Mesures sanitaires : une politique contestée en France et dans le monde

23/11/2020 – INTERNATIONAL (NOVOpress avec le bulletin de réinformation de Radio Courtoisie) :
Les états d’urgence sanitaire et leurs cortèges de mesures contraignantes clivent les sociétés. Sur les réseaux sociaux, la tension est palpable. Les anathèmes lancés de part et d’autre succèdent à de savantes batailles de chiffres. Ces derniers temps, la situation semble s’être durcie d’un cran, tout contradicteur de la politique gouvernementale étant irrémédiablement taxé par les experts, journalistes et politiques invités dans les studios et sur les plateaux télé d’être un dangereux complotiste à museler. Dans plusieurs pays européens la contestation gronde contre les restrictions jugées liberticides et disproportionnées. C’est le cas au Danemark, en Italie ou en Allemagne.

En France aussi les contestations se multiplient. D’où vient ce phénomène ?

S’il serait trop long de citer toutes les raisons qui sont à l’origine de la défiance qui existe entre la population française et son gouvernement, il en est une toutefois qui les englobe toutes, ce sont les mensonges et approximations successives du Gouvernement : sur les masques, la dangerosité du virus, la capacité à affronter une deuxième vague, et cætera.
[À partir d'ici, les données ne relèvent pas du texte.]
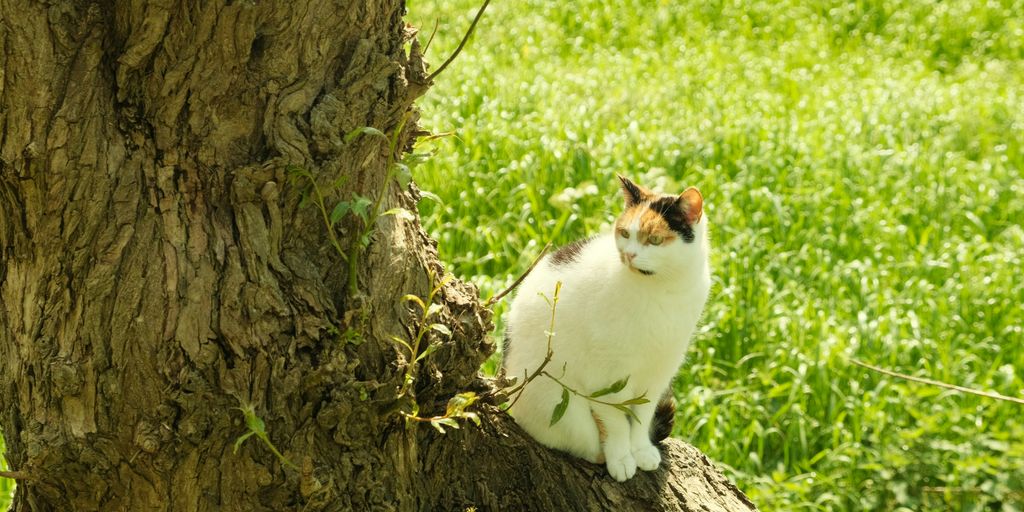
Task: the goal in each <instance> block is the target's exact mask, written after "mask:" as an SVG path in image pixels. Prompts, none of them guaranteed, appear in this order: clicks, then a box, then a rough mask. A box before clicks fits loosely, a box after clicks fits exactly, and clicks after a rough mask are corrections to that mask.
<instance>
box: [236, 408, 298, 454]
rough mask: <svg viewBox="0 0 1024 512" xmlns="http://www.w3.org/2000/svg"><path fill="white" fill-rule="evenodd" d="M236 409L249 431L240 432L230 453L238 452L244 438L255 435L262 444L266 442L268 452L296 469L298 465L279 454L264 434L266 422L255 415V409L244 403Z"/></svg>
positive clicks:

Dernièrement encore, le président de la République annonçait qu’un second confinement était nécessaire, car autrement nous aurions 400.000 morts. Aucun pays au monde n’a eu autant de décès, à commencer par les États-Unis souvent pointés du doigt pour ne pas avoir confiné leur population. Par ailleurs, Emmanuel Macron annonçait également 9000 personnes en réanimation avant la fin du mois quelles que soient les mesures prises. Là encore force est de constater qu’il s’est trompé puisque le pic semble aujourd’hui passé avec environ 5000 malades en réanimation. Cette volonté de faire peur, doublée d’une infantilisation des esprits, expliquent sans doute plus que tout l’exaspération de nombreux Français à l’endroit du Gouvernement.

Ce week-end, ce sont les catholiques qui se sont fait entendre afin de réclamer le retour au culte

En effet, malgré plusieurs déclarations d’évêques peu combatifs destinées à dissuader les chrétiens de manifester, ils sont nombreux à s’être mobilisés hier pour défendre le droit de célébrer publiquement le culte. Cette initiative partie de Nantes il y a trois semaines a suscité un véritable engouement : par centaines, les fidèles se sont retrouvés sur les parvis des églises, de Toulon à Paris, en passant par Bayonne, Orléans, Chartres, Toulon, Lyon, Versailles et beaucoup d’autres villes. Deux décisions du tribunal administratif ont en particulier marqué ce week-end. La première fait suite à un référé liberté de Civitas qui a obtenu gain de cause à Clermont-Ferrand face au préfet qui avait interdit une manifestation prévue dimanche. De même à Paris, le tribunal administratif a estimé que l’on peut manifester par la prière. Toutefois, à Clermont-Ferrand, le préfet a immédiatement réagi en ré-interdisant la manifestation pour d’autres motifs.